As if she wasn’t popular enough already, Marie Kondo’s new Netflix show, Tidying Up With Marie Kondo, has made the organisation-guru even more accessible, and even more revered. As she goes into the home of normal people to instigate her KonMari methods throughout their cluttered houses, she brings a sense of realism and optimism to the viewer—showing them that actually, this whole minimalism thing isn’t all as far-fetched as they thought it was. Here’s why Marie Kondo’s Netflix show has the potential to change your life.
It’s likely that you have never previously considered tidying up to be remotely close to something spiritual, but Marie Kondo’s methods challenge that idea profusely. The KonMari methods are unusual (have you ever thought to thank each and every item of clothing for its service before placing it in a charity bin, or meditate in order to cleanse a room before it gets overhauled? Nope, we hadn’t either), but they add a much deeper layer to traditional cleaning and clearing out methods.
Ultimately, each step in Marie Kondo’s (seemingly peculiar) approach is designed to help people forge greater connections with their material possessions—and by extension, themselves. All of her tricks help people to invest a deeper emotional connection with the things that they own, in the hope that they’ll honour their things (and by extension, themselves) more in the future. How’s that for spiritual?!
While you might expect to see jaw-dropping before and afters of hoarders-turned-minimalists, the reality of what you get is radically different. The show features imperfect people doing their imperfect best; tackling their mountains of stuff by themselves late into the night, without Marie there to hold their hands. This makes tidying up and tackling the mess feel realistic, achievable, hell—even empowering.

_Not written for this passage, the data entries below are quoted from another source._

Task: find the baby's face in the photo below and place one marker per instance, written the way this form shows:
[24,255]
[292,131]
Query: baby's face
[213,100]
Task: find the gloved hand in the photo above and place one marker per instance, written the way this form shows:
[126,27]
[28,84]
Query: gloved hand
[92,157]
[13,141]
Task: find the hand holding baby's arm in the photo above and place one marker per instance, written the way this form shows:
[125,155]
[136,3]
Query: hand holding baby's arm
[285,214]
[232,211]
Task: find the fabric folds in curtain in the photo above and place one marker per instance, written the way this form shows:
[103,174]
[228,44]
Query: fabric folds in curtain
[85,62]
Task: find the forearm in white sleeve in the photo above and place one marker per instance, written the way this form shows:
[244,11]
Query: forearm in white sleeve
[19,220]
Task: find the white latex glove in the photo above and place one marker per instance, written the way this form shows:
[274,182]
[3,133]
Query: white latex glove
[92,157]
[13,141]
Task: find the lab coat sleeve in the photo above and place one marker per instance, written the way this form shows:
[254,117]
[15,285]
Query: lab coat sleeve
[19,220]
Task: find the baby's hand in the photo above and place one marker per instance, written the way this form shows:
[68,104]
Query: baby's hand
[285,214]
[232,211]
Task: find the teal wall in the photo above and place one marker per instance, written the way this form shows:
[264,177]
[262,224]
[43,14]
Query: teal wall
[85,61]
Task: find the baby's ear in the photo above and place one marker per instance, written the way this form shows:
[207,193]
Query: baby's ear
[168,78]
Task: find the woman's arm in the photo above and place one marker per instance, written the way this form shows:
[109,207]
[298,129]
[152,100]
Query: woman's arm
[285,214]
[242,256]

Cleaning out can be hard. As humans, we become so attached to the things and memories that a home holds and letting go of that by physically ridding your space of excess ‘things’ can be a truly emotional experience. But, it can also be seriously cathartic.
The thought of performing a mass declutter is often a whole lot more overwhelming than the process itself. When everything you own is tied to past relationships, old friends, family and various stages of life, letting go can be hard. But it also allows you to move forward with a clearer vision for the future.

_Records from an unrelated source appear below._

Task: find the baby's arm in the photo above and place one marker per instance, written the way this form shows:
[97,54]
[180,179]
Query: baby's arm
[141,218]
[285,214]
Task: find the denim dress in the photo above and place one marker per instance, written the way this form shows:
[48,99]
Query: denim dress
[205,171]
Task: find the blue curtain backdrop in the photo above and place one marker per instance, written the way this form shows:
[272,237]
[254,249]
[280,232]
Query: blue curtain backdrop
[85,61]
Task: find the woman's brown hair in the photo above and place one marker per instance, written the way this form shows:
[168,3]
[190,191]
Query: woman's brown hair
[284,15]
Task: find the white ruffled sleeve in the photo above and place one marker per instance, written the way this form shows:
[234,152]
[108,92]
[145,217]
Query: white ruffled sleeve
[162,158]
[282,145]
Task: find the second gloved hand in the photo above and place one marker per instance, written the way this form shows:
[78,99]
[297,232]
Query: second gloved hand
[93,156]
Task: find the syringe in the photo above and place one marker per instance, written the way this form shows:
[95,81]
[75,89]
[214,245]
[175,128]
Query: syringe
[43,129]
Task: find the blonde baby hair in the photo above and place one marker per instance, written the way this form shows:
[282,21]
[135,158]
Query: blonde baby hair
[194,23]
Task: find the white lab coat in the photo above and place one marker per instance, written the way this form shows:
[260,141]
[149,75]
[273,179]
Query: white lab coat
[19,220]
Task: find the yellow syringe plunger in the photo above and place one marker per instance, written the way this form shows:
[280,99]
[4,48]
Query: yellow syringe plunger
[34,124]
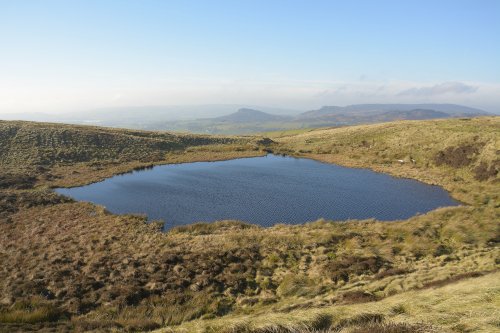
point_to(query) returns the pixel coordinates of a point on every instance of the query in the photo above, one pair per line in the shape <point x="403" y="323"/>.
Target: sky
<point x="64" y="56"/>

At the core of Marie Kondo’s ethos is to only keep things around you that spark joy or have a practical purpose within the home. While it might seem like an abstract statement, it’s actually a liberating sentiment when you start to apply it to your home and other aspects of your life.
Got a friend who doesn’t bring you joy? Stop wasting your time with them. Spending your early mornings slogging away at the gym, doing a type of workout that you don’t enjoy? Find something that you do enjoy. Become a slave to the job you hate? Take steps to change it. The principle is actually astonishingly simple. If it doesn’t spark joy, it has no place in your life.